Bier, katholisches Setting, grüne Wiesen: Den Bayern fühlen sich die Iren schon eine halbe Ewigkeit verwandt. Schließlich waren hier seit dem 7. Jahrhundert irische Wandermönche zum Missionieren unterwegs, der Irschenberg verweist namentlich darauf. Daly kann lange davon erzählen. "Haben Sie gewusst, das sich ,Grüß Gottʻ vom irischen ,Dia ditʻ ableitet, also ,Gott mit dirʻ?"

Offensichtlich bester Laune: Zuschauer in der Münchner Innenstadt. (Foto: Florian Peljak)

St. Patrick's Day wird in München ein Wochenende lang zelebriert - und die Religion hat dabei einen festen Platz: "Hail glorious Saint Patrick" schallt es am Samstagabend aus der vollen St. Ludwigskirche, wo traditionell der katholische Gottesdienst als musikalisches Hochamt gefeiert wird, mit Harfe, Dudelsack und dem gesungenen Vater Unser auf Gälisch. Auf dem Altar stehen Kleeblätter. Pfarrer Christof Breitsameter segnet das dreiblättrige grüne Symbol der Insel, "Shamrock", das für die Heilige Dreifaltigkeit steht: Vater, Sohn und Heiliger Geist.

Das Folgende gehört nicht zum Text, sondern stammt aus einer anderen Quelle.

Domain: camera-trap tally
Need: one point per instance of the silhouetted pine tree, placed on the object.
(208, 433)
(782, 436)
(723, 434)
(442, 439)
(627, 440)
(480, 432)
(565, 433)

Bayern war Sehnsuchtsort des jungen Paul Daly, der keine Lust hatte, in Dublin als Bankkaufmann zu versauern. 1983 kam er nach einer Westeuropa-Tour mit Gitarre und Banjo in Deutschland an. Nach Zwischenstopps in Erlangen und Regensburg, lässt er sich als Musiker und Kneipier in München nieder, weil es hier eine große irische Community und noch kein von einem Iren geführtes Pub gibt. 1989 macht er in Schwabing das Shamrock auf; es folgen zig weitere Pubs in Süddeutschland. Heute betreibt die Familie nur noch Kilian's Irish Pub an der Frauenkirche. Seit Paul Daly in Rente ist, führen es seine Söhne.

Fahnenwerfer auf dem Weg zum Odeonsplatz. (Foto: Florian Peljak)

Überhaupt haben beim St.-Patrick's-Day-Festival Jüngere die Organisation übernommen. "Der Nachwuchs kommt aus irischen Sportvereinen, die es in München gibt und die Interesse haben, dass der St. Patrick's Day weitergeht", sagt Daly. Derek Mc Donnell, Vorsitzender des irischen Fußballvereins GAA in München, ist inzwischen auch Vorsitzender des Munich Irish Network, von dem das Festival organisiert wird.

In den 70er Jahren lockten Studentenjobs bei BMW junge Iren nach München

Iren ziehe es heute nicht mehr so sehr nach München. Rund 1000 haben hier noch ihren Hauptwohnsitz. 1996 waren es noch doppelt so viele. Berlin ist inzwischen ein stärkerer Magnet. "Da ist die junge Szene, da ist es aufregender", sagt Daly. Nach den Olympischen Spielen sei München in den 1970er Jahren angesagt gewesen, auch wegen lukrativer studentischer Ferienjobs bei BMW.

Als Daly am Sonntag das Ende der Parade erreicht, regnet's leise. Das erste Mal ist er heuer Grand Marshal, ein Ehrenamt. "Damit wird jemand ausgezeichnet, der für die Irish Community etwas geleistet hat." Die Rolle habe er sich für die Zeit aufgehoben, "wenn ich aufhören will". Er lacht. "Ich hab das mit dem Aufhören schon öfter gesagt. Sagt meine Frau."